Red kites : attempted talon grappling

When it became clear that I was going to be confined to base for a considerable length of time, I made it my aim to get to know my immediate surroundings as best I could. After a relentless diet of rain and wind over the winter the start of the lockdown coincided with a change to much sunnier conditions. I started to walk some of the local footpaths, and listened out for bird song in the nearby woodlands. Late March is also good time of year to search out woodpeckers while they are still drumming to advertise their territories.   At one time many years ago I thought I could distinguish the drumming of lesser spotted woodpecker from its much more common relative, the greater spotted; but with the former being so uncommon now my memory had become rather rusty. I managed to almost convince myself that I had found a lesser spotted just a few minutes walk from the house. So I spent some time quietly visiting a couple of local woodlands listening for its call – which would conclusively identify it – without success. But what I did find, without really trying, were two red kite nests. In fact it was partly as a result of the kites that I felt I had to give up searching for woodpeckers. By April 7th both pairs were obviously incubating and I just couldn’t continue without disturbing them.

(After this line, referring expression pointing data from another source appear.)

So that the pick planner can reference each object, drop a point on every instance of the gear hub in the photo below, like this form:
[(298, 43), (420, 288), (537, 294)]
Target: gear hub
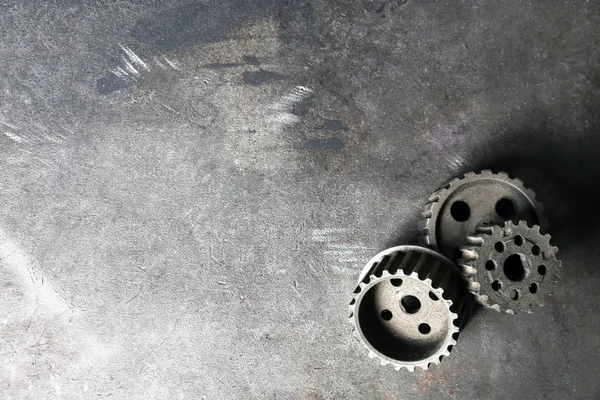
[(459, 207), (409, 306), (510, 267)]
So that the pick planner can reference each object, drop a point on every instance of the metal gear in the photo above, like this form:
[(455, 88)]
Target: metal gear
[(460, 206), (510, 267), (408, 307)]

Of course red kites are nowhere near as rare as they used to be. I well remember seeing my first red kite soon after moving to mid-Wales in 1977. I had cycled up a remote valley not far from here and took a photograph (yes, even then) of a bird I assumed was a buzzard. It wasn’t until I got the prints back from Boots (or was it Max Spielmann?) that I saw the forked tail. In fact the valley below this house seems to be a bit of a hotspot for red kites. There is a communal roost in one of the woodlands – I’ve seen fifty birds there at dusk in winter. For much of the year there are birds floating around enjoying the breeze. One of my neighbours – a lady in her eighties – sometimes puts scraps of meat our for them in the field the other side of her garden fence. We are only about five miles from one of the well-known kite feeding stations (Bwlch Nant-yr-Arian) so I suspect some individual birds associate the appearance of people with the arrival of food. At least one  perches on an electric pole at the back of her house and calls in the hope that she will feed it.

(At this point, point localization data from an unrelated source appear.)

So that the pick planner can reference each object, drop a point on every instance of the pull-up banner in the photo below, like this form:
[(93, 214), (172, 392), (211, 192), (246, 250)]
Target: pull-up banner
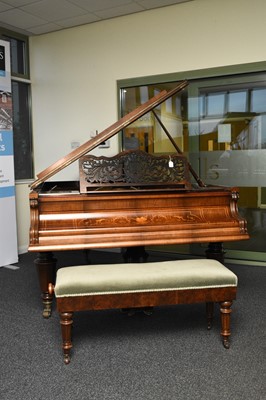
[(8, 226)]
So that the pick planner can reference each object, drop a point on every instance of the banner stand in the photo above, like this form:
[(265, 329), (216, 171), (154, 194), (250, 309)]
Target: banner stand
[(8, 224)]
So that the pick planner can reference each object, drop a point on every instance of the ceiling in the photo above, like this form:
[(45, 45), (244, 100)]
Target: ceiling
[(35, 17)]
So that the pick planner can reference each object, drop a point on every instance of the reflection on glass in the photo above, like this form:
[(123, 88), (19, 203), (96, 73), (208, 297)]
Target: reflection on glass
[(223, 132)]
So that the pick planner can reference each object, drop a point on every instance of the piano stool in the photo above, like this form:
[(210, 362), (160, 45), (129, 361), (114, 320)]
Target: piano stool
[(137, 285)]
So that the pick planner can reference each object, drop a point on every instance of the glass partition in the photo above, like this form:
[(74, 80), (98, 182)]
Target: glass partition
[(220, 125)]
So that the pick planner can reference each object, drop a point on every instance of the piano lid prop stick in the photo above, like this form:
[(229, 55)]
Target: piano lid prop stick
[(106, 134), (197, 178)]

On bright days in late winter and early spring the larger birds of prey (kites and buzzards) are very prominent in the air, displaying and socialising with each other.  One recent evening I looked out of the bathroom window to see two kites grab each other’s talons and freefall together, whirling round and round, before releasing and flying away. But then, round about the second week in April, clutches are completed, incubation starts and it normally goes very quiet. You wonder where all the raptors have suddenly gone. But a loose grouping of kites (up to eight together) soared, chased and displayed over the field at the back of the house throughout last week, sometimes joined by buzzards. They seem to like each other’s company.

Probably because they are such a familiar feature of our landscape here in mid-Wales, I have hardly ever tried to photograph red kites. During work on my “Bird/land” exhibition I visited Bwlch Nant-yr-Arian several times but ended up focussing my attention on carrion crows (see this post)! But in my current enforced state of immobility it seemed like a good time to put right this failing; that and a realisation that they are, actually, incredibly beautiful creatures……

So I took my new(ish) Olympus/Panasonic m4/3 kit out “into the field”  – the field at the bottom of our garden, that is. It was actually quite frustrating to have to exit the house via the front door, walk fifteen yards along the road, then open a gate and go through it……how lazy we can get! I began to explore the camera’s various settings and autofocus modes. It has SO many…….far too many for a technophobe like me, to be honest, but by chance or otherwise I have managed some good results.  One particular afternoon the harsh sun was tempered by a veil of high cloud; bright diffused light is perfect for bird photography, and it so happened that my next-door neighbour had just put some scraps of meat out for them! It was an ideal opportunity.

For a red kite I’d guess that grasping another bird’s talons and cartwheeling towards the ground together is just about the ultimate in sociability and the mastery of flight. For me capturing the act would be the pinnacle in red kite photography; but now the peak in pre-breeding season activity has passed, I wonder if it will now have to wait until next year?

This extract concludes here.